The strength that pushed Notre Dame to a Playoff berth is back if looking at only the statistics. Most of the sacks and tackles for loss from the Irish defensive line returned, but things will be far from that simple in 2019, and one of the biggest questions of the entire spring roster will underscore that.
Spring roster of defensive ends:
— Starting senior ends Julian Okwara and Khalid Kareem.
— Backup senior ends Daelin Hayes and Ade Ogundeji.
— Unproven depth in sophomore Justin Ademilola, junior Kofi Wardlow and senior former-linebacker Jamir Jones.

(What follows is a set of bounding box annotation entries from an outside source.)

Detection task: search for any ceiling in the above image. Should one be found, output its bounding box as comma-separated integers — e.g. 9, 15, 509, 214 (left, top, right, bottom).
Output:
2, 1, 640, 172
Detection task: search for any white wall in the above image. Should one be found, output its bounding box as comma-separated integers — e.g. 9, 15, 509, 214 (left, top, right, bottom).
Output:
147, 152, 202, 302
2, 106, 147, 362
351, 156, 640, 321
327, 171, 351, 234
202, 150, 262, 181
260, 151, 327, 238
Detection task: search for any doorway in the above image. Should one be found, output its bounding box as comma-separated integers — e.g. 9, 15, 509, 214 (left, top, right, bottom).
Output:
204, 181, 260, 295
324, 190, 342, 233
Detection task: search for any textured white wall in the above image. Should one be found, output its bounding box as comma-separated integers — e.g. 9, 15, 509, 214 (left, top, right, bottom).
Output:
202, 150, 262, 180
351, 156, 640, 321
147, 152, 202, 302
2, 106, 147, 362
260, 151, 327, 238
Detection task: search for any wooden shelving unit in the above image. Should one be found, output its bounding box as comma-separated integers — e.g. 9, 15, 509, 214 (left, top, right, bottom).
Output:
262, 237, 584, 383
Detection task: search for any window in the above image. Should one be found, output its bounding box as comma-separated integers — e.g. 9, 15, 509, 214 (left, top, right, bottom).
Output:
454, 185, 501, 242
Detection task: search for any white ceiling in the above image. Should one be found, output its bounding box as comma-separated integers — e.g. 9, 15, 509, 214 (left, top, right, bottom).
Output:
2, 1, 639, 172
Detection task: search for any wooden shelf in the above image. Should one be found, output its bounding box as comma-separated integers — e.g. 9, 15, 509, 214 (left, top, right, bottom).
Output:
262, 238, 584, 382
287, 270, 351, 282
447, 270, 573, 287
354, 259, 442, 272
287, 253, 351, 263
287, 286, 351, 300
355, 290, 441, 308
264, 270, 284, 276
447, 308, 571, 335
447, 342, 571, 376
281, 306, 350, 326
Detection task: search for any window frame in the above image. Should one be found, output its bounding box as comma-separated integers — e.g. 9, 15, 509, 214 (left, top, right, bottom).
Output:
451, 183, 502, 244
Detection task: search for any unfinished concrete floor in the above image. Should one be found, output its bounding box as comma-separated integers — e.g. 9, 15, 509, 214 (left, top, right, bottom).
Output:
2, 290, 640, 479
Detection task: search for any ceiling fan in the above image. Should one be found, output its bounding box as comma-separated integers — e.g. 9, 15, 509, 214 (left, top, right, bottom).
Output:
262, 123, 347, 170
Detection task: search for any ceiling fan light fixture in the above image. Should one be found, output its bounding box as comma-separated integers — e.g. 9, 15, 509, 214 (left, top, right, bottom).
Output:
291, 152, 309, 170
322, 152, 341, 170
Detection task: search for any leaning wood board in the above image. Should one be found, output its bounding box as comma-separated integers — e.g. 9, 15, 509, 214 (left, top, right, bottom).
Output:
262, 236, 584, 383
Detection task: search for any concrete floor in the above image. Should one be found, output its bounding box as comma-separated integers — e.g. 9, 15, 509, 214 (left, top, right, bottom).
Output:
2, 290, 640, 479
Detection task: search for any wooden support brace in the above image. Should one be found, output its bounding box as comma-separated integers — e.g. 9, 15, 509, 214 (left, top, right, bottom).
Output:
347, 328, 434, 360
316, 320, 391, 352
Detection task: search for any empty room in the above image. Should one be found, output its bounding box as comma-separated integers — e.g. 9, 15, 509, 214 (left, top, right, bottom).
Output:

— Sophomore Ovie Oghoufo, likely to move up from linebacker to drop end.
— Early-enrolled freshman NaNa Osafo-Mensah
Spring roster of tackles:
— Junior three-technique tackle Myron Tagovailoa-Amosa, presumably fully healthy after a broken foot in the 2018 opener sidelined him until some spot action in the Cotton Bowl.
— Junior nose tackle Kurt Hinish.
— Sophomore nose tackle Ja’Mion Franklin, not fully healthy this spring and a question mark, at best, in the fall thanks to a torn quad in 2018.
— Sophomore tackle Jayson Ademilola, a three-technique naturally but a possibility at nose, as well, given the depth concerns incurred by Franklin’s absence.
— Early-enrolled freshman Jacob Lacey.
Another injury of distinct note:
— Early-enrolled freshman tackle Hunter Spears tore his ACL in November, meaning he will not get any on-field work this spring and a season preserving eligibility and getting healthy would be logical if not for the depth concerns at the position.
— Incoming freshman ends Howard Cross and Isaiah Foskey.
Depth Chart Possibilities:
The initial top-line is pretty clear: Kareem and Okwara starting on the edges with Tagovailoa-Amosa leading the way in the middle with Hinish at his side. Perhaps Franklin would challenge Hinish if fully-cleared to go, but that will not be until the preseason, at the earliest.
Their backups are apparent, as well: Hayes and Ogundeji will see load shares not far off from starters’, while Jayson Ademilola will be leaned on heavily in the middle, depending on Franklin’s and Spears’ health. With that view, Lacey will be in the mix from the outset, as well.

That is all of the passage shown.